Resident birds on Bardsey include Kestrels (Falco tinnunculus), Peregrines (Falco peregrinus), Northern Lapwings (Vanellus vanellus), Little Owls (Athene noctua), Rock Pipits (Anthus petrosus) and Curlews (Numenius arquata). Ravens (Corvus corax) and Choughs (Pyrrhocorax pyrrhocorax) live there, too.
From February onwards bird diversity increases with the arrival of the summer visitors such as Common Redstarts (Phoenicurus phoenicurus), Pied Flycatchers (Ficedula hypoleuca), Spotted Flycatchers (Muscicapa striata), Common Swifts (Apus apus), various warblers, Whimbrels (Numenius phaeopus), and Sandpipers. Then there's the occasional surprise when out-of-the-ordinary birds drop in, including Hoopoes (Upupa epops), much better known from the Mediterranean, where these lovely birds are frequently seen on newly-mown golf courses.
Of Bardsey's nesting birds the Manx Shearwater is a real speciality, with ten- to sixteen-thousand breeding pairs arriving from March onwards each year. The shearwaters take over disused rabbit burrows on the tops of the cliffs to raise their young hidden away from predators. The only sure way to see these iconic birds is to stay overnight on the island and witness their nightly return from hunting grounds far out at sea.
By returning to feed mates and chicks after darkness has fallen Manx Shearwaters avoid some (but not all) of the enemies, notably Black-backed Gulls, that would prey on them if they came back during daylight.
Manx Shearwaters are most at home in the air and at sea, and they move slowly and awkwardly on land. This makes them easy targets for marauding gulls and other birds on the lookout for food for their own chicks.

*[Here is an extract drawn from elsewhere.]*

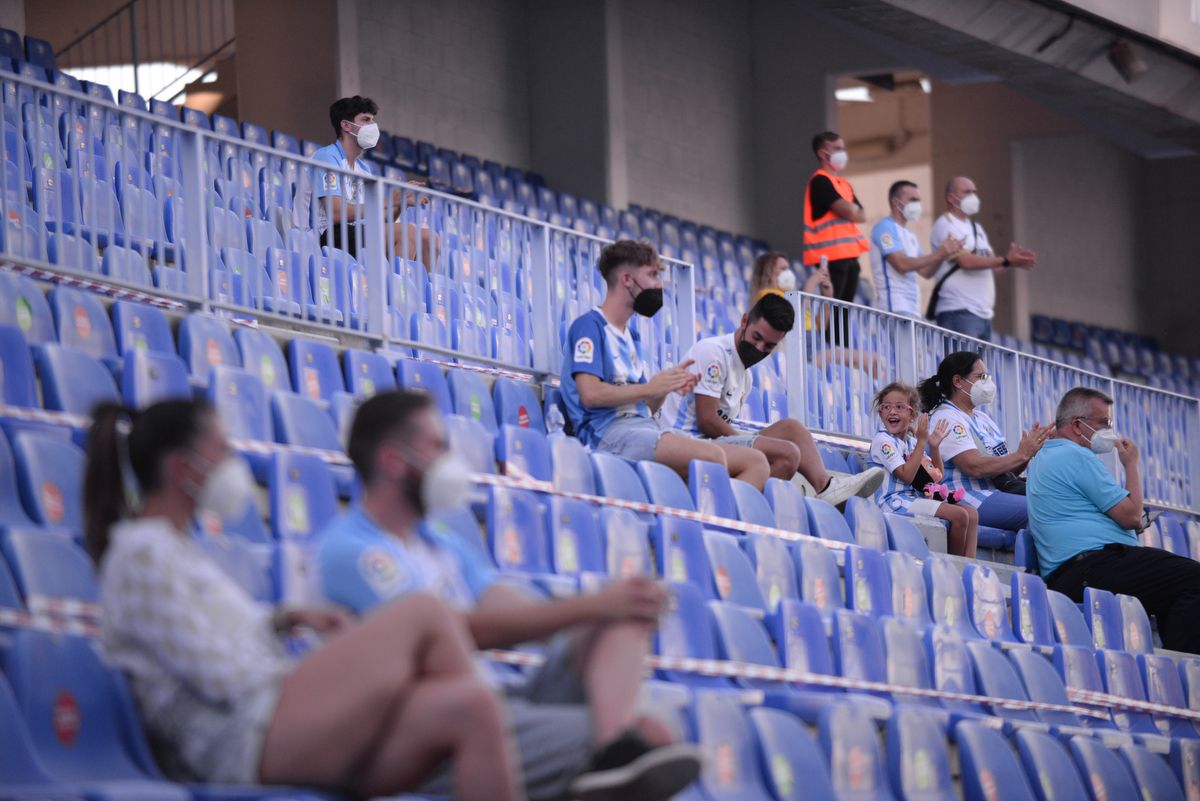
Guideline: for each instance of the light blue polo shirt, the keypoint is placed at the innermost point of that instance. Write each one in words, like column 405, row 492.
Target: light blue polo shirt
column 363, row 566
column 1069, row 491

The bird life on Bardsey is so amazing that it is easy to lose sight of the many other attractions of the island. Although Bardsey has but a limited shoreline its coastal habitats are very varied, resulting in a rich and diverse marine flora and fauna. Atlantic Grey Seals (Halichoerus grypus) are seen in the rocky bays of the island, and a few pairs breed there most years. Large areas of swaying seaweeds are a feature of the sea close to the coast, while in the deeper water sea-squirts and sponges cling to the rocks. The rock pools are home to crabs, sea anemones and small fish, and if you are really lucky you may find a Yellow Star Anemone - a species more common in the Mediterranean but sometimes found in rock pools of Bardsey. Risso's Dolphins and Harbour Porpoises are often seen in the ocean around the island.
If plants are your main interest, Bardsey has much to offer. The grasslands and heaths burst into bloom beginning with Spring Squill (Scilla verna) and Thrift (Armeria maritima), which are soon followed by a succession of other flowering plants. The island is also home to more than 350 kinds of lichens that cling to rocky habitats; they include the rare Ciliate Strap Lichen (Heterodermia leucomela) and Golden Hair Lichen (Teloschistes flavicans).
The island is not renowned for its wild orchids, but if you visit in late summer there is a nice colony of Autumn Lady's-tresses (Spiranthes spiralis) nestling between the farm buildings and the landing stage.
Also growing on the island are some unusual apple trees - the Bardsey Apple. The tree produces fruit that seems to be particularly resistant to the diseases that normally afflict apples. As a result of investigation at the National Fruit Collection in Brogdale in Kent, the tree and its fruit were declared as unique.
Because of the abundance of flowering plants on Bardsey, there is also plenty of insect life to enjoy. Butterflies on the wing over the flowery grasslands include the Painted Lady (Cynthia cardui), Small Tortoiseshell (Aglais urticae) and Common Blue (Polyommatus icarus).